Aug 17, 2006

27

This year is the 25th anniversary of his death. Today would be his 27th birthday. My parents seldom speak of him and if I mention a birthday or anniversary, it's always met with silence and then, "Oh, you're right. I guess it is," like they didn't remember. I am often frustrated that the only two people who knew him as I did will not talk about him. The only story I have learned in recent years was how I would sleepwalk after he died, calling out for him. My sisters never knew him. To them he is only the brother they never knew.

 

When my son was born, we named him Sean Ethan after his uncle Jonathan. Spending time and playing him these past two years brings back so many memories.
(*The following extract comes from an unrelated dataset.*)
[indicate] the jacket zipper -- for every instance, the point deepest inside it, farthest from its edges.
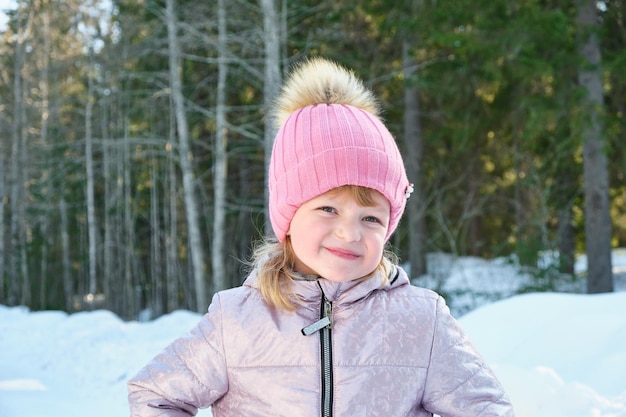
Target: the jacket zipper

When he spent the night at Children's Mercy last Christmas, the same hospital his uncle lived most of his short life in, it was nerve-racking. I watched my mother that night, as I do every time she is with him, and I can tell she feels the same way I do. It is not that we love him more than the others, it's that hreplaces something we both lost.

 

A friend recently posted a picture from Epcot and I remembered a family vacation there, it must have been '84 or '85. My sister Jewels was three or four. It was late evening and she was asleep in the stroller; the firework show was beginning. I could not wake her to watch it and I panicked. My parents did their best to reassure me she was only sleeping, but I was convinced otherwise. There was a similar experience with Janet years later in one of the Smithsonian museums, but I contained the anxiety. Perhaps this explains why before retiring each night I enter my kids rooms and nudge them just enough to make them stir.

 

 

*Oddly, as I began writing this post, my iPod, on shuffle, randomly played Temple of the Dog's Say Hello 2 Heaven.